Malicious advertisements are being 'micro-targeted' at defense companies, Invincea said

Invincea said it has detected hackers using the advanced targeting capabilities of online advertising brokers to target specific defense and aerospace companies.

Invincea said it has detected hackers using the advanced targeting capabilities of online advertising brokers to target specific defense and aerospace companies.

A major change this year in how online advertisements are sold has been embraced by hackers, who are using advanced ad-targeting capabilities to precisely deliver malware.

Security vendor Invincea said it has detected many instances of people within defense and aerospace companies stumbling across malicious advertisements that are shown only to them, a scheme it calls "Operation DeathClick." A white paper on the scheme will be released Friday.

The cybercriminals are taking advantage of a sea change in the online advertising industry, which has mostly stopped selling "bulk" user impressions and moved to real-time bidding for advertisements that are highly targeted, said Patrick Belcher, director of malware analysis at Invincea, in a webinar presentation Thursday.

Web advertisements are sold to the highest bidder on online exchanges by buyers who can specify who the ad is shown to by IP address range, region, industry vertical or even just by specific corporations.

That has proved advantageous for cybercriminals, who are signing with ad brokers to participate in real-time ad bidding.

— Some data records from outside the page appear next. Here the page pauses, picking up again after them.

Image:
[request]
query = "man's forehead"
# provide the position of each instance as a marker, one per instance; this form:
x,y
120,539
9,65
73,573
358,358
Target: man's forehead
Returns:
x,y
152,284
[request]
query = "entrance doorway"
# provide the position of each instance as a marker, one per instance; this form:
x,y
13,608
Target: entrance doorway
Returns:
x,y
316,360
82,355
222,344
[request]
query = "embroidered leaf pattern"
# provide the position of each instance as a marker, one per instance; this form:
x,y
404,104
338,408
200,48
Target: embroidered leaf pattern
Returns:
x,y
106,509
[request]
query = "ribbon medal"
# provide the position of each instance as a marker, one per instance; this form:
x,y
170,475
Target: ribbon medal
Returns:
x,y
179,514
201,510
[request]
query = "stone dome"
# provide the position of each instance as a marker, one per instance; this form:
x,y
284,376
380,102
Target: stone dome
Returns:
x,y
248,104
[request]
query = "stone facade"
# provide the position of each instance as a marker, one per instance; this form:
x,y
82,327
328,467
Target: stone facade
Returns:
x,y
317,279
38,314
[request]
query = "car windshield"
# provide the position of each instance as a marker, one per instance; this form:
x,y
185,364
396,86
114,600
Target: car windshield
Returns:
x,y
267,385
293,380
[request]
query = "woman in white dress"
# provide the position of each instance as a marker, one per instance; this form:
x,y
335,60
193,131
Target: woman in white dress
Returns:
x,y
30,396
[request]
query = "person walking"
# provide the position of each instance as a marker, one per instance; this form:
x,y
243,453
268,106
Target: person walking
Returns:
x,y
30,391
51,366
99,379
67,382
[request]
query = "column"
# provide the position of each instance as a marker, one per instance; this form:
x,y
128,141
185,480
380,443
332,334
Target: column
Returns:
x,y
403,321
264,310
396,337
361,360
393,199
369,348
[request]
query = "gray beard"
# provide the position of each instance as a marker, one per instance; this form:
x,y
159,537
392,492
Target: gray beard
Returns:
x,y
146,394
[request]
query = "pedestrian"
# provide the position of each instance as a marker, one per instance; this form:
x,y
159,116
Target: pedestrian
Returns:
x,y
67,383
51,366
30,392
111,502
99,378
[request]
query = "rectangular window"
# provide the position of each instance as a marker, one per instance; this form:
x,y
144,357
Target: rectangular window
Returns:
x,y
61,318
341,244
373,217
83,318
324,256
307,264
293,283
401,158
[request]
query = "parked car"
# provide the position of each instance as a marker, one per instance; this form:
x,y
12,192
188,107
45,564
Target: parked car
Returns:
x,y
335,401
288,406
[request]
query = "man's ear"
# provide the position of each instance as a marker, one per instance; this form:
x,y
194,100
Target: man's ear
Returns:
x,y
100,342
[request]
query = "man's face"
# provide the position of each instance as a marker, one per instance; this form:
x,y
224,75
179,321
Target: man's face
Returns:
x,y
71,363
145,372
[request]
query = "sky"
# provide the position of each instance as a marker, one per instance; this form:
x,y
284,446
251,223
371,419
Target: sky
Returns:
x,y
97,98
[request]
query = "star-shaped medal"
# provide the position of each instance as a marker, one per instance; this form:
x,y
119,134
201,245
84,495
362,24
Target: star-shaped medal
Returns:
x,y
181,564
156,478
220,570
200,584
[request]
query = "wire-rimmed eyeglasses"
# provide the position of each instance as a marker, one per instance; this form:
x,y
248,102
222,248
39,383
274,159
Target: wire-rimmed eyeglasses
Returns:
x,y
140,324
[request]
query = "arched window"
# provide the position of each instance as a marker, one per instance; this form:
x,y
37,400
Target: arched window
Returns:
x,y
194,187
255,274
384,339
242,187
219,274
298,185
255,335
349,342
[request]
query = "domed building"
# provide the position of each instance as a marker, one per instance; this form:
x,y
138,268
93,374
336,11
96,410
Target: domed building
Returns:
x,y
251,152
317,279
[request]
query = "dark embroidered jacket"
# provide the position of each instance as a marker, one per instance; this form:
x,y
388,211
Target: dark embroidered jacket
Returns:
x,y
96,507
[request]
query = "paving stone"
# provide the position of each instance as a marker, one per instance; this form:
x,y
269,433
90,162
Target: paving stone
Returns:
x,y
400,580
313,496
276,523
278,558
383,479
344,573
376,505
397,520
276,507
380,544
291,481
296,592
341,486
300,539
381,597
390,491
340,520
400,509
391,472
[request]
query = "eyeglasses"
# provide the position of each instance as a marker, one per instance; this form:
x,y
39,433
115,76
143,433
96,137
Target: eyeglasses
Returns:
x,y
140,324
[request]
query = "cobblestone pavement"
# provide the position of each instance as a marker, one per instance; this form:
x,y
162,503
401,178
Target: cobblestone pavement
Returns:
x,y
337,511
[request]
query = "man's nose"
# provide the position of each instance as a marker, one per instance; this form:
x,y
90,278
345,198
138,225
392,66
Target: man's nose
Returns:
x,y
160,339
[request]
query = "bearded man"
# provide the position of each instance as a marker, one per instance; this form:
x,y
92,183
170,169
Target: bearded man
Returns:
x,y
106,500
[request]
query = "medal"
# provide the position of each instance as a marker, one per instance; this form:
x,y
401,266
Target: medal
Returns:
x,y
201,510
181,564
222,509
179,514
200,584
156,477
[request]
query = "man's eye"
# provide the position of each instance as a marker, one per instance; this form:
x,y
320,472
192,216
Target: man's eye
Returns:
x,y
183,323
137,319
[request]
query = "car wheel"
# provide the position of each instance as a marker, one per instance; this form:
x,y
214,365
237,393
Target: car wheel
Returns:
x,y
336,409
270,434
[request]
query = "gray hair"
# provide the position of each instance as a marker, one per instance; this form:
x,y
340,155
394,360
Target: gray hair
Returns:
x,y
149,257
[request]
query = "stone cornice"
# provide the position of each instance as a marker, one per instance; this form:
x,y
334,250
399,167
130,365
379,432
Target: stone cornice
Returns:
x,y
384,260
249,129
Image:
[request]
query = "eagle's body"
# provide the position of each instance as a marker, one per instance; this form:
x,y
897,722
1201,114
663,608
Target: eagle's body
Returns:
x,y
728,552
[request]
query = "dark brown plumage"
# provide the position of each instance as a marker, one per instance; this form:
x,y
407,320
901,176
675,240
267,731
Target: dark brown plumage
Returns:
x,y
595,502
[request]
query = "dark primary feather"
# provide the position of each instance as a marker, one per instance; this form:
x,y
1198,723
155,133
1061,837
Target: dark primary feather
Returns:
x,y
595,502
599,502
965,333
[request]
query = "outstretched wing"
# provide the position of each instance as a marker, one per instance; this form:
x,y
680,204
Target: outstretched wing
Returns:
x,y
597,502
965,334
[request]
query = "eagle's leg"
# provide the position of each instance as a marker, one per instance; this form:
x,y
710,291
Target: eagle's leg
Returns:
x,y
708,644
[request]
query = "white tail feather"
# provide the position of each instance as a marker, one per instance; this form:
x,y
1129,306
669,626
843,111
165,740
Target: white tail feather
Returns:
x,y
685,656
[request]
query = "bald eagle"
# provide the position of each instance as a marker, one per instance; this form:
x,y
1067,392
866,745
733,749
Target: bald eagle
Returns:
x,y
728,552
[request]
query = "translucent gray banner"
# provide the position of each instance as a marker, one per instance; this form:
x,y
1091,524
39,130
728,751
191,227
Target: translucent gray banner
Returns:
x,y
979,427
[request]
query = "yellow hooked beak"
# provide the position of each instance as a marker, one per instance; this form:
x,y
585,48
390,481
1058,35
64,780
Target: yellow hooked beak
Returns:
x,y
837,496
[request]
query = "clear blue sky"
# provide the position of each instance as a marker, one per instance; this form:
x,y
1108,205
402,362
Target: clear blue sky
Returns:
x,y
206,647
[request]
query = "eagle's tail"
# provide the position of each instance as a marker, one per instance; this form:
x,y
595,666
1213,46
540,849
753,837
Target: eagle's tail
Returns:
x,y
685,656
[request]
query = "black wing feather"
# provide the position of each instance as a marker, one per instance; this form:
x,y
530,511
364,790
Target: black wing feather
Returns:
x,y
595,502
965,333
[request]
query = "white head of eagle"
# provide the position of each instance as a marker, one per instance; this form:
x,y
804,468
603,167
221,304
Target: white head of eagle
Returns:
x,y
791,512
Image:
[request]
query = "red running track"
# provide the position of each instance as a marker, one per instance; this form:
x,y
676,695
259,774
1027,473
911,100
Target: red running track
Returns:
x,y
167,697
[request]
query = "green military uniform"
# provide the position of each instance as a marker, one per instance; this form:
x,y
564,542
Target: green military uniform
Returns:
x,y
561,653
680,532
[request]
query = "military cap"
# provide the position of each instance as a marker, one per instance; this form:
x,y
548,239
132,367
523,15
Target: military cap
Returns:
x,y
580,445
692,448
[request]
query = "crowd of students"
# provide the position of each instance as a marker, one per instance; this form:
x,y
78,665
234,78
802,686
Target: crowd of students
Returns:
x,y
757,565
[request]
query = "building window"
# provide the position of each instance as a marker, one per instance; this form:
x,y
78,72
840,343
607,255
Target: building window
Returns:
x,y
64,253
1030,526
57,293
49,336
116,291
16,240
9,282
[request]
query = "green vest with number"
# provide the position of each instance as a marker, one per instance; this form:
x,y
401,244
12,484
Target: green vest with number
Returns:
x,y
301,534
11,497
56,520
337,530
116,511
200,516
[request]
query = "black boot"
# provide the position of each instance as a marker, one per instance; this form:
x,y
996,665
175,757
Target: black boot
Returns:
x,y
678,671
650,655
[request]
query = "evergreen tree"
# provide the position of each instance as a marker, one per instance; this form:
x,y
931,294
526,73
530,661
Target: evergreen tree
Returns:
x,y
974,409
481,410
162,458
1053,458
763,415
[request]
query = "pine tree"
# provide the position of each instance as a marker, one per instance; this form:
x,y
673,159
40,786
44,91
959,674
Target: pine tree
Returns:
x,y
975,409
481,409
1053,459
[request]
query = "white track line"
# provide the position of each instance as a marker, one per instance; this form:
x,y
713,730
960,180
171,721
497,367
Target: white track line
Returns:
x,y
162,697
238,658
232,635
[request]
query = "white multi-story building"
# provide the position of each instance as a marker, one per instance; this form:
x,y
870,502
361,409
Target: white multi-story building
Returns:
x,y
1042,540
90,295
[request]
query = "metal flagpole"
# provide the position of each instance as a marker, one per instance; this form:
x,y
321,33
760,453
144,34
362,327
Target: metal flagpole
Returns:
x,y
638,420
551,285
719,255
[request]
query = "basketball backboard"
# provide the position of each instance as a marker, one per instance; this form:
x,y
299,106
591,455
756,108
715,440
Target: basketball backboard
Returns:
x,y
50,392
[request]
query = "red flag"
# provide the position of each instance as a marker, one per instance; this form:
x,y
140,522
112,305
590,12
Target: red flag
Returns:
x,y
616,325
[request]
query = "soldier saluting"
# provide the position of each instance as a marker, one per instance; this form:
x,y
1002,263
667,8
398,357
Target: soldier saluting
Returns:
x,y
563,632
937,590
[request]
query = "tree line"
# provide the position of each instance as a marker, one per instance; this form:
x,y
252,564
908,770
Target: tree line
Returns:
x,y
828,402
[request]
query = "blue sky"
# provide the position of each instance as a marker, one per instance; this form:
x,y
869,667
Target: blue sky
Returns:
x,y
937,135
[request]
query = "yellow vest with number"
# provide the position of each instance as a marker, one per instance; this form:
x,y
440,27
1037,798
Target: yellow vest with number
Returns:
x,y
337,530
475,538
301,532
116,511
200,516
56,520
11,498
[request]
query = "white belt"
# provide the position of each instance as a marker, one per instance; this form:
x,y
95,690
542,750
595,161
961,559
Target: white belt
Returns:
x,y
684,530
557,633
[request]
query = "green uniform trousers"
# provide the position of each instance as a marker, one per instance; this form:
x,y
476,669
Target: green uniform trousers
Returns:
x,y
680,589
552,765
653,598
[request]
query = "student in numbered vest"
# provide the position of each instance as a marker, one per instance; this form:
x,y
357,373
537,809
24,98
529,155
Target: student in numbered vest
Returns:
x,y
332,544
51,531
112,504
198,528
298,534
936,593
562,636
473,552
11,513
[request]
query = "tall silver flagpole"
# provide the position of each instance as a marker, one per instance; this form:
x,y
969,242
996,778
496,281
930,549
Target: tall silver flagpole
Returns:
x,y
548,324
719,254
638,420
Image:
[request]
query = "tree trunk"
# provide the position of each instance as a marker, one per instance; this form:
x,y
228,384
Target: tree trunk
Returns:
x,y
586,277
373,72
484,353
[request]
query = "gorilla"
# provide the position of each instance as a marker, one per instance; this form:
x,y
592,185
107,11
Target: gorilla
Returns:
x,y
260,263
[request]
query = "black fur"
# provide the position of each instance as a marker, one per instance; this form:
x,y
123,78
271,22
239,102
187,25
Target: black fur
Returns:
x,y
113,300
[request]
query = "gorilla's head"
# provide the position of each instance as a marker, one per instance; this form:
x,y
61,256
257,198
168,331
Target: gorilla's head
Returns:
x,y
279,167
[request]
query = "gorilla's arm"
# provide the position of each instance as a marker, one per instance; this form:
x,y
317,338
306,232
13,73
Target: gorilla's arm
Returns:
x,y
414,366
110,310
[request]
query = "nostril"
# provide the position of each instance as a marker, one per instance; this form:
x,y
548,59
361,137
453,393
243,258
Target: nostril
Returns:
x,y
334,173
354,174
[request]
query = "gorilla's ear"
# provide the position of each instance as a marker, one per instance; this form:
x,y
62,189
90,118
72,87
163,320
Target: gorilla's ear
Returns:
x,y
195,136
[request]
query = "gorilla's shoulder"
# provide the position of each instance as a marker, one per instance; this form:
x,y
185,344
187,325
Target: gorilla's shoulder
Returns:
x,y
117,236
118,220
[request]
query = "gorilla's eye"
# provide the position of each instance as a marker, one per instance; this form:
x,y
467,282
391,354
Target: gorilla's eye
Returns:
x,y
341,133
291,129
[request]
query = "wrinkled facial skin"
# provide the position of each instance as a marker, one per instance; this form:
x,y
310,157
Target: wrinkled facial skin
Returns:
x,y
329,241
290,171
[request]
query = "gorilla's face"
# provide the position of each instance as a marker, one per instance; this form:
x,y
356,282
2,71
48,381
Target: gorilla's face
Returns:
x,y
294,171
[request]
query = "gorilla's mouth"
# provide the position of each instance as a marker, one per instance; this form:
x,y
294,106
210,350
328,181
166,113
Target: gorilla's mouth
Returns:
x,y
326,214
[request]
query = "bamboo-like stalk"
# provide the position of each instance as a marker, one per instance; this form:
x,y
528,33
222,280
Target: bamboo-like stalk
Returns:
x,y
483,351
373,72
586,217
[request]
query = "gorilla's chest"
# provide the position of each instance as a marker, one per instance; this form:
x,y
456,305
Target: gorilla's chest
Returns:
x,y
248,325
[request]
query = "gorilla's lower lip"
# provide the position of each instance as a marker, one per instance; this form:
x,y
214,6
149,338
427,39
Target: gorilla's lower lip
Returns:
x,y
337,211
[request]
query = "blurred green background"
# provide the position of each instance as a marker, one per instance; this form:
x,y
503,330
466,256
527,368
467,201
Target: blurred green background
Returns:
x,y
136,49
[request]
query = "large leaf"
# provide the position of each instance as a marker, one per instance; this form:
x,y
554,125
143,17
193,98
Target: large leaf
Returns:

They have to win a bid for the right to show an ad, but the cost can be as little as US$0.65, Belcher said.

When the bid is won, ads are supplied that redirect visitors to landing pages on legitimate websites that have been hacked. Those landing pages then automatically try to install malware on the victim's computer, he said.

Invincea has detected such harmful landing pages on websites such as the fantasy football site fleaflicker.com, earthlink.com and the conservative commentary site theblaze.com. The landing pages are up for as short as 10 minutes to four hours.

"Those landing pages are stood up and torn down so quickly that nobody in the security industry are able to detect the malicious URL and put it on a blacklist fast enough," Belcher said. "By the time it is, the page is gone."

The malware is modified so frequently that it is hard for security products to detect, he said.

In one example, a person who worked for a defense contractor browsed to the Shootersforum.com, a website for gun enthusiasts. A bogus ad for a gun dealer in Missouri was shown by the exchange OpenX, which automatically redirected to a free hosting site that had an exploit kit.

That kit tried to exploit a vulnerability in Microsoft's Silverlight multimedia program and likely then tries to install a backdoor, which is a program that allows for persistent access to a compromised machine, Belcher said.

Part of the problem comes from advertising companies allowing advertisers to host their own ad content so those companies can gather their own metrics on the ads, Belcher said.

But the ad companies allow those advertisements to automatically redirect visitors elsewhere when viewed, which is relied on by cybercriminals to make their attacks work, he said.